Legal Highs In The UK: Government Faces A 'Race With Chemists' In The Battle Against Dodgy Drugs

Authorities Face A 'Race With Chemists' In The Battle Against Legal Highs
Customers outside the Nirvana Head Shop in Dublin, as owners of controversial shops were warned tonight the lucrative trade in once-legal highs was over, after a blanket ban on the most popular and lethal substances was enforced by the government a month earlier than expected.
Customers outside the Nirvana Head Shop in Dublin, as owners of controversial shops were warned tonight the lucrative trade in once-legal highs was over, after a blanket ban on the most popular and lethal substances was enforced by the government a month earlier than expected.
Niall Carson/PA Archive

The authorities are facing a "race with chemists" who are producing potentially dangerous new legal highs on a weekly basis, a Home Office minister has warned.

Norman Baker said the Government was examining the way the problem was dealt with in other countries, including New Zealand where substances are set to be banned unless trials prove they are safe.

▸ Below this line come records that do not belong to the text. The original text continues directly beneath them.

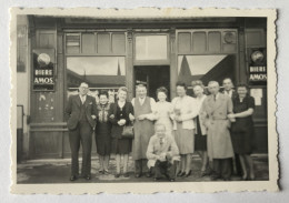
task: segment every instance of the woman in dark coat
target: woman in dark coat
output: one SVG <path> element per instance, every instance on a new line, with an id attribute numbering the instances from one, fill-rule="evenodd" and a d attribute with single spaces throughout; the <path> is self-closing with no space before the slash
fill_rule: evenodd
<path id="1" fill-rule="evenodd" d="M 238 97 L 232 100 L 233 114 L 228 115 L 232 121 L 232 146 L 235 153 L 240 156 L 242 180 L 255 180 L 253 162 L 250 155 L 255 150 L 255 131 L 252 121 L 255 100 L 248 94 L 248 87 L 246 84 L 237 85 L 237 93 Z M 249 176 L 247 165 L 250 172 Z"/>
<path id="2" fill-rule="evenodd" d="M 99 94 L 98 116 L 96 125 L 96 144 L 99 154 L 99 173 L 109 174 L 109 159 L 111 149 L 111 123 L 108 121 L 108 92 L 101 91 Z"/>
<path id="3" fill-rule="evenodd" d="M 121 160 L 123 161 L 123 176 L 128 177 L 129 153 L 131 152 L 131 139 L 121 136 L 123 126 L 131 124 L 130 116 L 133 115 L 133 108 L 130 102 L 127 102 L 128 90 L 121 87 L 118 90 L 118 100 L 110 105 L 109 120 L 112 123 L 112 153 L 116 154 L 117 173 L 116 177 L 120 176 Z"/>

The Liberal Democrat minister said the Government was "open-minded" about how to tackle the problem and an expert panel was reviewing the situation.

The number of deaths associated with novel psychoactive substances - otherwise known as legal highs - rose from 10 in 2009 to 68 in 2012, according to data published in the National Programme on Substance Abuse Deaths (NPSAD) report, compiled by experts at St George's, University of London.

Mr Baker told BBC Radio 4's Today programme: "This is a challenging and complicated and difficult issue. We are dealing with a situation where ... there is already a vast array of substances being sold on our streets, in our shops, and that's what we have to try to deal with because many of these are actually quite dangerous."

He added: "At the end of last year I set up an expert review panel with the best brains in the country to look at the best way forward, and that is looking at practices in New Zealand, in Ireland, in Poland, in other countries, to see what's happening elsewhere.

"But let's be quite clear about this: we are in a race against the chemists of new substances being produced almost on a weekly basis in places like China and India."

He said the products were "inaccurately and unhelpfully called legal highs - some of them are actually illegal".

Mr Baker said: "They are certainly not necessarily safe and the word legal implies that they are safe. And people are consuming them and last year I think it was 68 people died, according to coroners' reports, from the ingestion of these substances.

"So we have to come up with a solution which minimises harm. We are open-minded about what that solution is."

Mr Baker's comments came as a new trade association was established for shops selling the substances.